Era nata da poco la televisione e un giorno Luisa era alla solita osteria insieme ai compagni e vide in tv il presidente della Repubblica Giovanni Gronchi. Le venne l’idea di scrivere una lettera al capo dello Stato. E così fece: “Sono una bambina di 11 anni, mi piace molto studiare, ma la mia famiglia è povera, sono in carrozzina, non camminerò mai, però vorrei almeno andare a scuola…”. Il presidente non rispose al suo scritto, ma dopo un mese e mezzo andò a trovarla don Renato Pozzoli, che avendo saputo del suo desiderio di studiare, le propose di andare in un centro di don Gnocchi. «E così il 27 novembre 1955 – ricorda ancora la data – sono entrata in collegio a Pessano e ho finito la quinta elementare».
Un mese dopo Luisa è stata accompagnata da don Carlo Gnocchi, che era già a letto malato. «Lui stesso aveva voluto vedermi», racconta Arnaboldi, «perché desiderava conoscere le nuove entrate». Presentandogliela dissero: «È l’ultimo “acquisto”, si chiama Luisa e dice di voler camminare, ma i medici dichiarano che non è possibile».

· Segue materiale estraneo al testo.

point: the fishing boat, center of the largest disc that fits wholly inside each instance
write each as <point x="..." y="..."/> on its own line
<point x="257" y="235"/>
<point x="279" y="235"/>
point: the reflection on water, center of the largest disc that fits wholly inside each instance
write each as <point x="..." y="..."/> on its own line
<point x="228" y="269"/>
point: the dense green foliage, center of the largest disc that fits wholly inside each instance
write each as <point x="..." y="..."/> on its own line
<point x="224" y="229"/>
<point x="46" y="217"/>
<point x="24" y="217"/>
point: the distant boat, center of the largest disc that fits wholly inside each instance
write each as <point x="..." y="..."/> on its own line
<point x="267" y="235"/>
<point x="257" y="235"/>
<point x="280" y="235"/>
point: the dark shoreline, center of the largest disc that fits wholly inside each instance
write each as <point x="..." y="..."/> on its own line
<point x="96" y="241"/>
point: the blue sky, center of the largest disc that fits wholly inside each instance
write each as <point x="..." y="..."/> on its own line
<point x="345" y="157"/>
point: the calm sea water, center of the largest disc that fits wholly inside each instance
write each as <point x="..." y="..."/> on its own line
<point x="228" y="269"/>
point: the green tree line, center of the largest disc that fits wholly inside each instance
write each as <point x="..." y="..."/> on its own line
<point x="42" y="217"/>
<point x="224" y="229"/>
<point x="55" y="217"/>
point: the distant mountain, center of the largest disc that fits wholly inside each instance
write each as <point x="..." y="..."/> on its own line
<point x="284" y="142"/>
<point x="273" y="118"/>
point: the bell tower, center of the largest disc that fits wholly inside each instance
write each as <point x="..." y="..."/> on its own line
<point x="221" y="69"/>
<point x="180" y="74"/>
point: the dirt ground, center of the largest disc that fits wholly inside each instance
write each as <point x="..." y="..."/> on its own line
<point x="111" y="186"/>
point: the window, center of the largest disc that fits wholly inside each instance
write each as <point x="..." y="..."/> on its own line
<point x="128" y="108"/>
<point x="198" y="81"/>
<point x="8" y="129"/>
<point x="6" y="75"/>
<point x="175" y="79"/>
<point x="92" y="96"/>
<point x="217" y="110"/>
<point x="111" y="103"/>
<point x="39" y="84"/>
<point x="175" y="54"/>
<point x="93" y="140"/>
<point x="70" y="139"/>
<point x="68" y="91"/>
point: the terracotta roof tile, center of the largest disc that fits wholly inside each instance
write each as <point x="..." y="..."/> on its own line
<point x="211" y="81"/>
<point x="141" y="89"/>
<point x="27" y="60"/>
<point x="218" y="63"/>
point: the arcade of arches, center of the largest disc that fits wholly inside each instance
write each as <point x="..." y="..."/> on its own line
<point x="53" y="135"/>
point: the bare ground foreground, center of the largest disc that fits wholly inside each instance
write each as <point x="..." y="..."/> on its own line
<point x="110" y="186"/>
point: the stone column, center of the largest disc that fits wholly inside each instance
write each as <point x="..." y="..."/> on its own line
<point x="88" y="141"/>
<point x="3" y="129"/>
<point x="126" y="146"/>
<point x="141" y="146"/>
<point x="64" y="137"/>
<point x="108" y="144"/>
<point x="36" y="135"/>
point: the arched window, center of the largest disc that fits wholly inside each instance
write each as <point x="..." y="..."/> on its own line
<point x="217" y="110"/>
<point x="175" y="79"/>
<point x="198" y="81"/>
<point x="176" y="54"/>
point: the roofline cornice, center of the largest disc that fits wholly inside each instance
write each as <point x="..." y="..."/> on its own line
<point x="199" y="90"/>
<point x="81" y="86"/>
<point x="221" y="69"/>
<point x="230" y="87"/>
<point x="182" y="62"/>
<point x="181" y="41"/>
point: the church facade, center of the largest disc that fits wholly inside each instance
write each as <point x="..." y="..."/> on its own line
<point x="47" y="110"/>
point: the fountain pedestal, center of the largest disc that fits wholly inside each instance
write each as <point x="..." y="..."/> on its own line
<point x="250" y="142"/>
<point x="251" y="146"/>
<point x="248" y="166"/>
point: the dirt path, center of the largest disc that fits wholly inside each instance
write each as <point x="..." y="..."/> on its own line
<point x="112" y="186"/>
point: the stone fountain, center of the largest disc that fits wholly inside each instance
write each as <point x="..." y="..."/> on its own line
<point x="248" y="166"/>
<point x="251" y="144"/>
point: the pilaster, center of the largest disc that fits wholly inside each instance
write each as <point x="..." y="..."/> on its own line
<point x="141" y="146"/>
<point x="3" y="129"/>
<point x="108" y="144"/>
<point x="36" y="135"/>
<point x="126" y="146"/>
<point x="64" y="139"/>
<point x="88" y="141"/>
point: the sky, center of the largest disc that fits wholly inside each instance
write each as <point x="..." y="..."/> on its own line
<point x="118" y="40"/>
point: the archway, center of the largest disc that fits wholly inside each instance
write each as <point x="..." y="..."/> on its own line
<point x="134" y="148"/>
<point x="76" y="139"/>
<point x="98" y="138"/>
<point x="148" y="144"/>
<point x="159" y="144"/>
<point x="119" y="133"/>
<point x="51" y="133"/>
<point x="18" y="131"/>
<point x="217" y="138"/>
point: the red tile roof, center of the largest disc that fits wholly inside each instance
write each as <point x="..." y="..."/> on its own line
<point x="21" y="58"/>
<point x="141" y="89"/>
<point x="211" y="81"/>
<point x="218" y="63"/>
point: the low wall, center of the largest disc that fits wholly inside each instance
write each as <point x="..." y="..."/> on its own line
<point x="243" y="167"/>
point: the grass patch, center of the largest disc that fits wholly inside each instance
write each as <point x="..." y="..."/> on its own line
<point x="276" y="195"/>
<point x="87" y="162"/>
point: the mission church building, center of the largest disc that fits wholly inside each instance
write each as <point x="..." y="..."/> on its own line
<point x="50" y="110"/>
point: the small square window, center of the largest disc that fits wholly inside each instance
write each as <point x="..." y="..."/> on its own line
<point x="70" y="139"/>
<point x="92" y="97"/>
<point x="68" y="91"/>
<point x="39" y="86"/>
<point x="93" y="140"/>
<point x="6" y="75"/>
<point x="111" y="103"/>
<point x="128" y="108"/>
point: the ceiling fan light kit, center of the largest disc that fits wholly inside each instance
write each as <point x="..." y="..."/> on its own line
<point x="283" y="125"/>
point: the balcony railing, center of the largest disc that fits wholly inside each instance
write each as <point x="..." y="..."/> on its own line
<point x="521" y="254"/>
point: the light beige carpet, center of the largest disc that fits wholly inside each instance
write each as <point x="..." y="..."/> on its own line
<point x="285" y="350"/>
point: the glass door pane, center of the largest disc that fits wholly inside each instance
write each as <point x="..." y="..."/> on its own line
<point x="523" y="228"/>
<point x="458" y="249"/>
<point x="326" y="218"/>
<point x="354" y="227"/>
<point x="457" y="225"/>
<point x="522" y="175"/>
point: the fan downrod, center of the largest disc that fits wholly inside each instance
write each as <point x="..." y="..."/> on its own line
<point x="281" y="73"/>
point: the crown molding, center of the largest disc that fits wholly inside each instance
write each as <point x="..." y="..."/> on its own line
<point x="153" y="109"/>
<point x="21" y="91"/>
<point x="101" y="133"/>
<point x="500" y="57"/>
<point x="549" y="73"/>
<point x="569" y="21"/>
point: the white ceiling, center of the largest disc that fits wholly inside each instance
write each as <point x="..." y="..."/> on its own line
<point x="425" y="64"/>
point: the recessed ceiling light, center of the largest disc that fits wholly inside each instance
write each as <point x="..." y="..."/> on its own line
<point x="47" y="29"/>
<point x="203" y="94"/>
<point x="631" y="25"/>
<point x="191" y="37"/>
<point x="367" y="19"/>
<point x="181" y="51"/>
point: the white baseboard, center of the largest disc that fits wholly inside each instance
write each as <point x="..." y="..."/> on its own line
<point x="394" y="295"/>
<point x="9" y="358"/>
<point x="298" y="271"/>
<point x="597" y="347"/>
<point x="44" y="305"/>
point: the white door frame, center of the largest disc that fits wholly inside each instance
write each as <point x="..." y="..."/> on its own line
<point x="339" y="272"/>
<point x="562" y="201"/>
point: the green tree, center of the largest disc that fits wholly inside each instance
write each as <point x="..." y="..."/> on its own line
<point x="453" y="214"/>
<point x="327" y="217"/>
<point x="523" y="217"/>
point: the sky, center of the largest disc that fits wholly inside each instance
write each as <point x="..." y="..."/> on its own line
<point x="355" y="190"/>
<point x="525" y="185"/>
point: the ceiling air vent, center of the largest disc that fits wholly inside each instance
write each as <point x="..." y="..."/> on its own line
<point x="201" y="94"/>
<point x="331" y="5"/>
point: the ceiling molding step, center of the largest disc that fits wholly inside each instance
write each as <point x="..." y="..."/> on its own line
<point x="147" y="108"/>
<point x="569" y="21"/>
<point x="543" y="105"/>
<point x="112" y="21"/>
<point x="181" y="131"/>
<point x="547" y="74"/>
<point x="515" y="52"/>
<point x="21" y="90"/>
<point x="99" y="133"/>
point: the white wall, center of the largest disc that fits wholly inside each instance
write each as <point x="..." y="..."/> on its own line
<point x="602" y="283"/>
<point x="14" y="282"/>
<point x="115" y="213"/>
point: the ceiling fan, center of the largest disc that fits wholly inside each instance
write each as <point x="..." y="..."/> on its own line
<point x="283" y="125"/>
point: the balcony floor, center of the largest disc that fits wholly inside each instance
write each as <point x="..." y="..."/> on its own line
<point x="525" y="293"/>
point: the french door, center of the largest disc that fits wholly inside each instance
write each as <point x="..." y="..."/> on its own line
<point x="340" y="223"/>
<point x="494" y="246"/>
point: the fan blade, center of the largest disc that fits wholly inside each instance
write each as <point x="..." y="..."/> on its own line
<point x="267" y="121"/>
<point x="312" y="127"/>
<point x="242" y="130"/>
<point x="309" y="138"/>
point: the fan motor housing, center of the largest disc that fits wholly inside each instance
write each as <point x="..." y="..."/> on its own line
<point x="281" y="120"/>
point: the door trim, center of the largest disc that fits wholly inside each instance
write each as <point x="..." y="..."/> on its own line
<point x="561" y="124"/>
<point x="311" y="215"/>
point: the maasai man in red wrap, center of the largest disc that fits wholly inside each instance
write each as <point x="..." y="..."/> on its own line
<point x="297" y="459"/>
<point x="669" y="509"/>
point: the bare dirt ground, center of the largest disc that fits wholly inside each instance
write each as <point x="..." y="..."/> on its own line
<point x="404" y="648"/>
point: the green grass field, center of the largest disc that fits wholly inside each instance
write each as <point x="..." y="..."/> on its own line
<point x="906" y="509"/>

«Don Carlo mi ha guardata negli occhi e io sono rimasta incantata», ammette la donna, «poi mi disse: “Ce la farai”». Furono parole profetiche. «Io ce la mettevo tutta, andavo in palestra, mi massaggiavano e cercavo di muovermi». A distanza di tanti anni ammette: «Ho trovato l’ambiente adatto e a poco a poco ho iniziato a camminare». Prima con un girello, poi ha usato le grucce a tre piedi (i tripodi) e infine le stampelle.
Oggi, non ha dubbi Luisa Arnaboldi e dice chiaramente che «tutta quella forza in me poteva diventare negativa e invece l’ho usata in positivo. Io ringrazio ancora il Signore della poliomielite e di tutto ciò che mi è successo, perché con il mio carattere forte, se ero sana, non so che cosa avrei combinato».